The Worth A Thousand Words Job

After the events of the Evil-Fake-Psychic-Who-Should-Be-Shot Job, Hardison tries to do something nice for Parker.

A/N: Episode tag to The Future Job. No overt pairings, but intended to be pre-Parker/Hardison romance, with some Eliot friendship thrown in. I love Hardison, but I find it hard to hear his voice in my head so I hope I did him justice.

"Hey, Parker? Girl, you up here?" Hardison stepped gingerly out of the service stairs doorway, and glanced around. Liiiitle too close to the edge here...he sidestepped away from the waist-high wall encircling the roof. He might own the building, but that didn't mean he had any business bein' out on the roof! He glanced around and caught sight of Parker perched ON the corner of that narrow little wall, like some sort of platinum-haired gargoyle, staring out at the city. A gorgeous platinum-haired gargoyle...focus Alec! he tried to tell himself, only it sounded more like a gravelly damnit Hardison! in his head. He had been spending way too much time with these people.

"Parker?" But she probably couldn't hear him over the wind. He didn't want to get any closer to the edge, waist-high or not, but he stepped toward her nonetheless, trying to make as much noise as he could. He had no idea if she had brought any cutlery up here with her. She must have heard him though, because she brought an arm up, wiping hastily at her eyes, but didn't look at him.

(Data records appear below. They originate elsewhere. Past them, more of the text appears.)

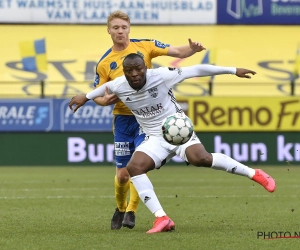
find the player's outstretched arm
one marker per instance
(186, 50)
(244, 73)
(78, 101)
(107, 99)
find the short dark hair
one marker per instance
(133, 56)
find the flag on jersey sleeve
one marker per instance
(297, 64)
(209, 57)
(33, 55)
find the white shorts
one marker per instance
(161, 151)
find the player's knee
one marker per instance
(122, 175)
(201, 160)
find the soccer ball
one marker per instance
(177, 129)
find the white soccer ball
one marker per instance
(177, 129)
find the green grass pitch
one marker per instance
(71, 207)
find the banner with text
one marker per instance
(97, 11)
(77, 149)
(258, 12)
(243, 113)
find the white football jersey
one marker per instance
(155, 101)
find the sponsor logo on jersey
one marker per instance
(149, 111)
(140, 54)
(147, 198)
(113, 65)
(97, 80)
(122, 148)
(160, 44)
(153, 92)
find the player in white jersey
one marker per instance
(147, 92)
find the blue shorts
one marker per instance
(127, 136)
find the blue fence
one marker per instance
(37, 115)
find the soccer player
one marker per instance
(136, 90)
(127, 135)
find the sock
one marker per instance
(146, 192)
(225, 163)
(121, 191)
(134, 199)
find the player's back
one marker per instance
(110, 65)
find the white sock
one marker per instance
(146, 192)
(225, 163)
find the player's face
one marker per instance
(135, 72)
(119, 30)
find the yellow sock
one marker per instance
(134, 199)
(121, 191)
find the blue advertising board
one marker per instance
(37, 115)
(258, 12)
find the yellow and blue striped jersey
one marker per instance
(110, 65)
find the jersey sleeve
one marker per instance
(172, 76)
(158, 48)
(100, 91)
(101, 75)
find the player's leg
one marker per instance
(124, 147)
(194, 152)
(134, 199)
(148, 156)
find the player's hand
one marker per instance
(78, 101)
(196, 46)
(107, 99)
(244, 73)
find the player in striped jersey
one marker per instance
(147, 94)
(127, 134)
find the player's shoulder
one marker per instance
(152, 42)
(157, 71)
(118, 83)
(106, 55)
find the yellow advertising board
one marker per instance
(74, 50)
(238, 114)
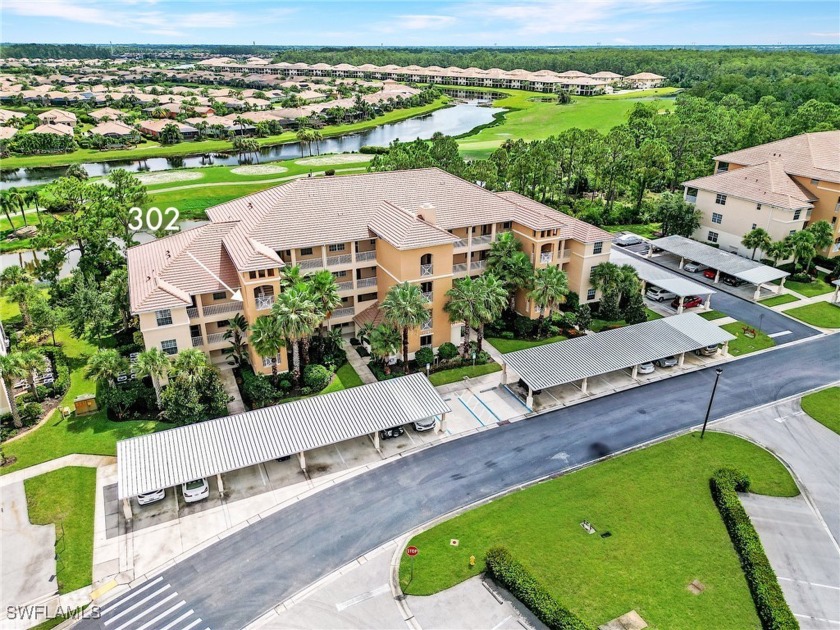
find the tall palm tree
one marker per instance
(324, 290)
(759, 238)
(11, 369)
(297, 314)
(551, 286)
(405, 307)
(156, 364)
(106, 365)
(267, 339)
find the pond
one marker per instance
(451, 121)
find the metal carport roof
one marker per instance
(738, 266)
(160, 460)
(656, 275)
(599, 353)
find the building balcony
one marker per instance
(218, 309)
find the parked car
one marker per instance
(426, 424)
(693, 267)
(387, 434)
(666, 361)
(708, 351)
(658, 294)
(626, 240)
(689, 301)
(195, 490)
(151, 497)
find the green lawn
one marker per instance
(784, 298)
(457, 374)
(509, 345)
(66, 498)
(530, 119)
(666, 532)
(821, 314)
(744, 344)
(824, 407)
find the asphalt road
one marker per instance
(236, 580)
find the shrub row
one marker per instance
(511, 574)
(769, 600)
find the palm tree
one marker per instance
(551, 286)
(106, 365)
(405, 308)
(155, 364)
(324, 290)
(11, 369)
(755, 239)
(384, 341)
(297, 314)
(267, 339)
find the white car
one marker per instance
(195, 490)
(151, 497)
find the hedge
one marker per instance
(769, 600)
(511, 574)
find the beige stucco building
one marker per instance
(371, 231)
(781, 186)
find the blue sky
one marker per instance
(428, 22)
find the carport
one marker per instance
(653, 274)
(169, 458)
(592, 355)
(723, 262)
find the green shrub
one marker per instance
(447, 351)
(770, 603)
(316, 377)
(511, 574)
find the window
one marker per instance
(163, 317)
(169, 346)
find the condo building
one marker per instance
(371, 231)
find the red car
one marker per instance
(690, 301)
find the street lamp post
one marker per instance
(718, 372)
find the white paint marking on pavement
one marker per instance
(381, 590)
(178, 620)
(133, 606)
(502, 622)
(148, 610)
(108, 608)
(165, 613)
(836, 588)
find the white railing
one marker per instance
(227, 307)
(264, 302)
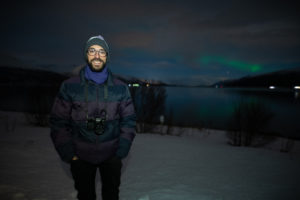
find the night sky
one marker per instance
(184, 42)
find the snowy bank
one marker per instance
(197, 165)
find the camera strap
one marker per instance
(86, 93)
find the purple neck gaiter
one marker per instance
(97, 77)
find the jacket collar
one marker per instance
(109, 81)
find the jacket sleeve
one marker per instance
(127, 125)
(60, 125)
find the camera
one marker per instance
(97, 124)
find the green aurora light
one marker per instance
(232, 63)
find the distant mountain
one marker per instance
(37, 77)
(283, 78)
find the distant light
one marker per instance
(297, 87)
(272, 87)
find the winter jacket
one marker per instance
(78, 97)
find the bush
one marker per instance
(247, 124)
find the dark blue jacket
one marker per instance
(77, 98)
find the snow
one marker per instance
(199, 164)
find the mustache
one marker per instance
(97, 59)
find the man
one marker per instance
(93, 124)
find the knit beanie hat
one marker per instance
(97, 40)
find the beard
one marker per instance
(96, 68)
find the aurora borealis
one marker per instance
(186, 42)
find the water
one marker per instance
(212, 108)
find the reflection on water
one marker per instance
(212, 108)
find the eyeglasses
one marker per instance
(92, 52)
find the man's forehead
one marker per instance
(97, 47)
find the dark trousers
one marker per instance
(84, 175)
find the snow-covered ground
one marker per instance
(198, 165)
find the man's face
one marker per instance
(96, 58)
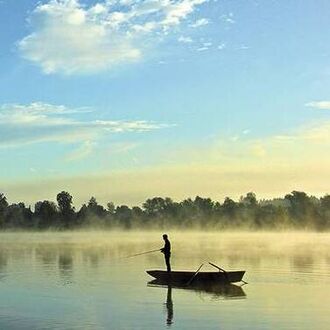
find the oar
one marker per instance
(195, 274)
(139, 254)
(221, 269)
(225, 273)
(217, 267)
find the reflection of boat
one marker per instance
(184, 277)
(220, 290)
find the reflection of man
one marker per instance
(167, 252)
(169, 306)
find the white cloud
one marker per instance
(185, 40)
(40, 122)
(200, 22)
(70, 37)
(229, 18)
(222, 46)
(322, 105)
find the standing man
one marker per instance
(167, 252)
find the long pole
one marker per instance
(139, 254)
(195, 274)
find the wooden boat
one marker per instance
(224, 290)
(186, 277)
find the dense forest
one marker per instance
(296, 210)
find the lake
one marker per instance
(83, 280)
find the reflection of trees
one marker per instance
(46, 254)
(303, 262)
(169, 306)
(295, 210)
(3, 261)
(65, 265)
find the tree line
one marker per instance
(296, 210)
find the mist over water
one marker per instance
(83, 280)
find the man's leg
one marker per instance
(168, 265)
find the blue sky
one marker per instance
(127, 99)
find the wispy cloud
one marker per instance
(41, 122)
(322, 105)
(185, 40)
(70, 37)
(200, 22)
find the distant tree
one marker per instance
(123, 215)
(325, 212)
(67, 213)
(301, 208)
(95, 209)
(46, 214)
(111, 207)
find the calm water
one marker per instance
(83, 281)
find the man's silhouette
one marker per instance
(167, 252)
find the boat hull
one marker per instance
(184, 277)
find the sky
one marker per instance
(129, 99)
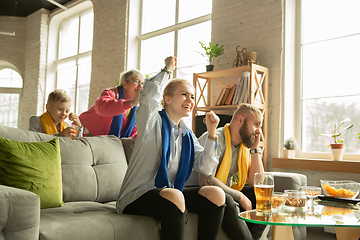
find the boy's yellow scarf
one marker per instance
(243, 157)
(49, 125)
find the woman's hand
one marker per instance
(212, 121)
(75, 119)
(170, 63)
(135, 101)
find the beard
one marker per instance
(246, 136)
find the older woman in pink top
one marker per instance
(113, 112)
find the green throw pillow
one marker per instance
(33, 166)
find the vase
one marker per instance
(289, 153)
(337, 151)
(209, 68)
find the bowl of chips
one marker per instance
(346, 189)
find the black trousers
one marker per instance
(236, 228)
(172, 220)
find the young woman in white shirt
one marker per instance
(165, 153)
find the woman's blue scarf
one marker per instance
(117, 120)
(187, 156)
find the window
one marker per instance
(10, 89)
(330, 79)
(73, 66)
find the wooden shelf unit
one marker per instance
(209, 84)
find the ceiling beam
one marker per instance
(58, 4)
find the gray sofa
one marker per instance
(92, 173)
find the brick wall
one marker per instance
(108, 55)
(257, 26)
(12, 48)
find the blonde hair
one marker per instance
(245, 108)
(171, 87)
(128, 76)
(58, 95)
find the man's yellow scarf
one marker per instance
(49, 125)
(224, 168)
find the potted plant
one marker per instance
(211, 52)
(290, 145)
(337, 145)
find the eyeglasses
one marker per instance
(137, 81)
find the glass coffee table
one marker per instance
(345, 217)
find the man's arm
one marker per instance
(255, 164)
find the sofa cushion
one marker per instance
(33, 166)
(93, 168)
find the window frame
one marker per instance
(12, 90)
(298, 102)
(56, 23)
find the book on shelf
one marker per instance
(220, 97)
(258, 97)
(226, 94)
(231, 95)
(245, 95)
(238, 90)
(242, 92)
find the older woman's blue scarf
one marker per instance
(187, 157)
(116, 123)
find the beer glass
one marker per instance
(264, 187)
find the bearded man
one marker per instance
(233, 143)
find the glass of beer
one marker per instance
(264, 187)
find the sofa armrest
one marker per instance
(291, 181)
(19, 214)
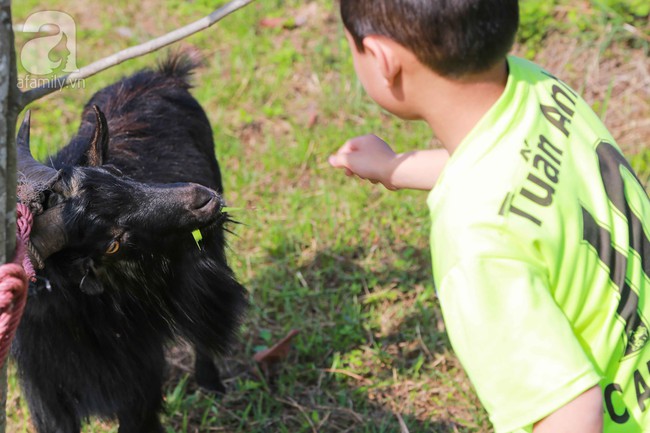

"Can I come closer? Promise you won't push me off the roof?"

She sniffled, then said with fake brightness, "'Course I won't silly! You're not wearing a harness!" He bit the bullet and stepped right up to the wall next to her, and he mostly successfully avoided looking over the edge. She turned to face him, but her smile was half-hearted and her eyes suspiciously red. She made no move to get off the wall. Man, he wished Sophie was here. She would have made everything alright with just a couple of words, and he wouldn't have had to come up here at all.

"Eliot says dinner's almost ready, time for you to come in."

"Not really hungry." She turned back toward the city with a wistful gaze, and Hardison had a sudden image of her stretching out massive wings and just taking off, riding the thermals over the city, into the night. He shook his head. Maybe he should cut back on the fantasy games...Still, Parker's expression right now looked as if that might be just what she wanted as well.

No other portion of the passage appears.